As you may have heard, Mat Honan, a journalist who works for Wired, had, as he put it, his "entire digital life...destroyed" when a hacker exploited a loophole within Amazon's customer service system. To ensure people don't completely freak out and to prevent further hackings, Amazon today announced that it has plugged that hole. 

In a piece for Wired.com published on Monday, Honan explained how the Amazon hack worked: 

First you call Amazon and tell them you are the account holder, and want to add a credit card number to the account. All you need is the name on the account, an associated e-mail address, and the billing address. Amazon then allows you to input a new credit card. (Wired used a bogus credit card number from a website that generates fake card numbers that conform with the industry’s published self-check algorithm.) Then you hang up.

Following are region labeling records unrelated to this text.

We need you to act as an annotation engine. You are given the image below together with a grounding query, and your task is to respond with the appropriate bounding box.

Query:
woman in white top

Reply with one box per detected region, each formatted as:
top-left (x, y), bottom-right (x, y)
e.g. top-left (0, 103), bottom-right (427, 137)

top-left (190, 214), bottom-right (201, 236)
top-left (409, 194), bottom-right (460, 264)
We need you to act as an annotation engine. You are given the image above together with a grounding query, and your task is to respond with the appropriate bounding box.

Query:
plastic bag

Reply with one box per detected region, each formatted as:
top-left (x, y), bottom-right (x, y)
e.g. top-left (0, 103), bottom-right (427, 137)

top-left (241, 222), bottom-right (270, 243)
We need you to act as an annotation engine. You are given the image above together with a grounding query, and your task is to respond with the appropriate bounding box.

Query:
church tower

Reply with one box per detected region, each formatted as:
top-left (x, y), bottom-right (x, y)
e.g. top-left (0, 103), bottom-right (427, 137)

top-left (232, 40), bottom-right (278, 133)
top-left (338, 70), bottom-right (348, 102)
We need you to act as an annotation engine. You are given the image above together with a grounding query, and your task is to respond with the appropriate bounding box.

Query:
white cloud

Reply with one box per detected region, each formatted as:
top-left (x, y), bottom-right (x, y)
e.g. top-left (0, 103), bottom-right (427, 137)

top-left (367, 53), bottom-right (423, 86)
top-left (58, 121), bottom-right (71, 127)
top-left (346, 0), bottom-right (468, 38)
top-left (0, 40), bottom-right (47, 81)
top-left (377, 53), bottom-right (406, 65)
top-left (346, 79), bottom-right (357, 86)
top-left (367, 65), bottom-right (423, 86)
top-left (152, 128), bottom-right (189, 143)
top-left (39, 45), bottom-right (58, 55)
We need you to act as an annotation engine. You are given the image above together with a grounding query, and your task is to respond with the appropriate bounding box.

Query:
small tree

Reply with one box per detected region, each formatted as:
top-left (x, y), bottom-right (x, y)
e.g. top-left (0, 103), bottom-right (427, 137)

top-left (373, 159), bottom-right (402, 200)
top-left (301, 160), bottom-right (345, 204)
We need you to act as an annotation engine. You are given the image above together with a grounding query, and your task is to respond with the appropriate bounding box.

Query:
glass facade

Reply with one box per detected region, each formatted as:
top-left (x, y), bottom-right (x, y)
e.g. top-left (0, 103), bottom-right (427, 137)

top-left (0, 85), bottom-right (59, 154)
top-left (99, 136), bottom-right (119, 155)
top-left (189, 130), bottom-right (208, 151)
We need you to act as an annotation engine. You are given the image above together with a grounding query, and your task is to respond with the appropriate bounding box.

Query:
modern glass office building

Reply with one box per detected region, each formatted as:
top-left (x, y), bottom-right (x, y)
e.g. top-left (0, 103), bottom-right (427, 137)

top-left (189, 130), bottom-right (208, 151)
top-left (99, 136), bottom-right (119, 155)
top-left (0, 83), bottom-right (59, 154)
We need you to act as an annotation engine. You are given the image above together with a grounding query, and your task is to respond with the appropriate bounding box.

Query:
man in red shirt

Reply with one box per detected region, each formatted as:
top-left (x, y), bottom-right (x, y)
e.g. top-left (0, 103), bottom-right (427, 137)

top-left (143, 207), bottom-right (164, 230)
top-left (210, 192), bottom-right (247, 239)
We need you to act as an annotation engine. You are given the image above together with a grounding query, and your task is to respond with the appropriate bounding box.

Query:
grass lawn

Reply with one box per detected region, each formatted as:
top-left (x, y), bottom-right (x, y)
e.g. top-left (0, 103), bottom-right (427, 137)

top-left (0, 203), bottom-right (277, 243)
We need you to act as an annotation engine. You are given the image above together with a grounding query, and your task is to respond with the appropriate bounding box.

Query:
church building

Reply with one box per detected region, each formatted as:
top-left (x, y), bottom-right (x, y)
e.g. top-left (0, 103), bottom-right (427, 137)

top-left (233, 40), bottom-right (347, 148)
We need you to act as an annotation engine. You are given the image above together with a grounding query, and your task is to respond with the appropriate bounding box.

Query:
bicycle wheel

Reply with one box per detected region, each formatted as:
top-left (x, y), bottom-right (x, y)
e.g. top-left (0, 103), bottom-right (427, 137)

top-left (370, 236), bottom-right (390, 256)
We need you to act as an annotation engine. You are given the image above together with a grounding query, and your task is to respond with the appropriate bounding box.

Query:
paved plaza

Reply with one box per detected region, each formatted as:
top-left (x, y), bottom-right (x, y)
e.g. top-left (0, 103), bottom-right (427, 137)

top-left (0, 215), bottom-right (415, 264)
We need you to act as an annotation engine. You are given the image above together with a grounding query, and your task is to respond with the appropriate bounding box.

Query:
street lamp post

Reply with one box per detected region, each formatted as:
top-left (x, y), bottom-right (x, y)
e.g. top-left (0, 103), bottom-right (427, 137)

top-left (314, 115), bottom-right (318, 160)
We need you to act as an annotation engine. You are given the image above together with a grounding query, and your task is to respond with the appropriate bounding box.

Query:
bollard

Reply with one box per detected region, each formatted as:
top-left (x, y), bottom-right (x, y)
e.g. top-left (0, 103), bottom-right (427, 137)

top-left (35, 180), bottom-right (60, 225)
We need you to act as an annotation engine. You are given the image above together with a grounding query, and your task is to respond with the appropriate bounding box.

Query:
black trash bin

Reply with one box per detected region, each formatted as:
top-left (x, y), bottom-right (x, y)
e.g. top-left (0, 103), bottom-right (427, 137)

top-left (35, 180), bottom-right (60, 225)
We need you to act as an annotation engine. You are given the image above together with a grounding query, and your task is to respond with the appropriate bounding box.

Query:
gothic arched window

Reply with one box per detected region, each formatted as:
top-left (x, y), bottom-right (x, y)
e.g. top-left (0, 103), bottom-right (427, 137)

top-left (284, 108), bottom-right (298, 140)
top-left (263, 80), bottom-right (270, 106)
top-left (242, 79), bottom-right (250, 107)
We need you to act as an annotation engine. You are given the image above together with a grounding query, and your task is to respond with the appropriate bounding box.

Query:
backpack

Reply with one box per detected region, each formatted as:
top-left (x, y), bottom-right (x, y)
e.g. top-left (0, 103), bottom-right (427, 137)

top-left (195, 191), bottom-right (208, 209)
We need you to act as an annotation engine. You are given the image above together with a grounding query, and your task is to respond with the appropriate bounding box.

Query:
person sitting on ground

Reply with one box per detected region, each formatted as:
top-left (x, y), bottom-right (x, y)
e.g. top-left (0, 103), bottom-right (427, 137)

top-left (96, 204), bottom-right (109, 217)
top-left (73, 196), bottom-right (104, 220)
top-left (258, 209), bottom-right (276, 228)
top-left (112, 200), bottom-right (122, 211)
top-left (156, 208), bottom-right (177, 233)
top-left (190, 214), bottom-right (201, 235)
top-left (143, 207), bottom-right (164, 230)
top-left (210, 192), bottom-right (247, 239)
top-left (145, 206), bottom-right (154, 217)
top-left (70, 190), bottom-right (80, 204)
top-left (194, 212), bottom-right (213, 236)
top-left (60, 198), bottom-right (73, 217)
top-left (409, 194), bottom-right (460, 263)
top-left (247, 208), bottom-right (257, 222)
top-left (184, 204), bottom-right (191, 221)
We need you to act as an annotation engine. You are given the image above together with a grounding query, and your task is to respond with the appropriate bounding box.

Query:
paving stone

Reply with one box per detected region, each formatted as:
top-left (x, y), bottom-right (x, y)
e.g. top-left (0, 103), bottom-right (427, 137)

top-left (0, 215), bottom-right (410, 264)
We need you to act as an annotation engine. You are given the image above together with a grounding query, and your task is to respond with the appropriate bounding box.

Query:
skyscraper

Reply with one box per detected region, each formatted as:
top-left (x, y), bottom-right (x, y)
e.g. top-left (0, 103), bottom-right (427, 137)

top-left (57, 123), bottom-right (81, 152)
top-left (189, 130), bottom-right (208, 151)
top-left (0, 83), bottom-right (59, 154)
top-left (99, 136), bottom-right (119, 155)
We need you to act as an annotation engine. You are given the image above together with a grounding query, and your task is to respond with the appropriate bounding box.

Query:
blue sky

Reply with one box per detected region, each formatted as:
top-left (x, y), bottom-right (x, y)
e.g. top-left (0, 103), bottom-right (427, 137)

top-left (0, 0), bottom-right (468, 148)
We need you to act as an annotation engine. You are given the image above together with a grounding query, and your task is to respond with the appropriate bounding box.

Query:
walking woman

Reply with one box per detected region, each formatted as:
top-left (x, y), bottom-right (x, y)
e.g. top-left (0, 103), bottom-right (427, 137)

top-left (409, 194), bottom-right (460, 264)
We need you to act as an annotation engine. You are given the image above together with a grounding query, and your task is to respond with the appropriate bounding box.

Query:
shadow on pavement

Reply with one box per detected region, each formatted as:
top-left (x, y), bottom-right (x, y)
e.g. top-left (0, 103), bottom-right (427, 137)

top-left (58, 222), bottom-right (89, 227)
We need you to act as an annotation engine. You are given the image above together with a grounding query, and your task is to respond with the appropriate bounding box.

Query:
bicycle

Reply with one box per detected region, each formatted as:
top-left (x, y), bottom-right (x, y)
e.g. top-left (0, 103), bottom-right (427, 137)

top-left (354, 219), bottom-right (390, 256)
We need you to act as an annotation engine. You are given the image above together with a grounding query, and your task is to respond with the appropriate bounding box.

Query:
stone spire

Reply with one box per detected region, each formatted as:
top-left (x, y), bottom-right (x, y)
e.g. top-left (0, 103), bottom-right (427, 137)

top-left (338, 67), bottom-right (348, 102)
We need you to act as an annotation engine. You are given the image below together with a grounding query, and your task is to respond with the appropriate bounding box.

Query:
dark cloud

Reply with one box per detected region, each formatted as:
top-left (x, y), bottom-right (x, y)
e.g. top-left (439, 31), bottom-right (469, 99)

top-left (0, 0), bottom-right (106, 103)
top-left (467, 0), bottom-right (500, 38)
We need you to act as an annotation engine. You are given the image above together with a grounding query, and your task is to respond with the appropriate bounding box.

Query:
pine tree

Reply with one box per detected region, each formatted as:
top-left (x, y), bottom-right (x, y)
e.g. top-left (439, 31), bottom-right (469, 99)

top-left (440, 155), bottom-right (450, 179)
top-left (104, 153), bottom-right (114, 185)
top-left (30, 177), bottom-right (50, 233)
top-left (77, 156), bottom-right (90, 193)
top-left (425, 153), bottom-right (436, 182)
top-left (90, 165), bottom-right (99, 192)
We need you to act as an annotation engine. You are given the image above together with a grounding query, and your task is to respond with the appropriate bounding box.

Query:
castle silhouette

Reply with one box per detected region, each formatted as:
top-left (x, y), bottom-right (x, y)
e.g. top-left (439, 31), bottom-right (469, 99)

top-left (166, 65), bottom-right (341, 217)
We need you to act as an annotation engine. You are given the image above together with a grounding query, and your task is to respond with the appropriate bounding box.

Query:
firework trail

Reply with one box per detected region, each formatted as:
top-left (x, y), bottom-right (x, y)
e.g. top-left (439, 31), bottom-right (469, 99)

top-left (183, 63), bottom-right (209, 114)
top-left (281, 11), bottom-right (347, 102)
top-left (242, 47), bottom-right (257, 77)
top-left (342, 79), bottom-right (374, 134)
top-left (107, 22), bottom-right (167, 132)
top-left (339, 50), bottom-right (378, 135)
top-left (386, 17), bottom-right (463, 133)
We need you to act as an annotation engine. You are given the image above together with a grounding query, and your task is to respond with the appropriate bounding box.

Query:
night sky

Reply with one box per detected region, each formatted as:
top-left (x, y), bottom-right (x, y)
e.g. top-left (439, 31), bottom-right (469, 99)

Next you call back, and tell Amazon that you’ve lost access to your account. Upon providing a name, billing address, and the new credit card number you gave the company on the prior call, Amazon will allow you to add a new e-mail address to the account. From here, you go to the Amazon website, and send a password reset to the new e-mail account. This allows you to see all the credit cards on file for the account — not the complete numbers, just the last four digits. But, as we know, Apple only needs those last four digits. We asked Amazon to comment on its security policy, but didn’t have anything to share by press time.

"We have investigated the reported exploit, and can confirm that the exploit has been closed as of yesterday afternoon," said Amazon in a statement. Meaning, now you will not be able to edit the credit card or email information for your Amazon account over the phone.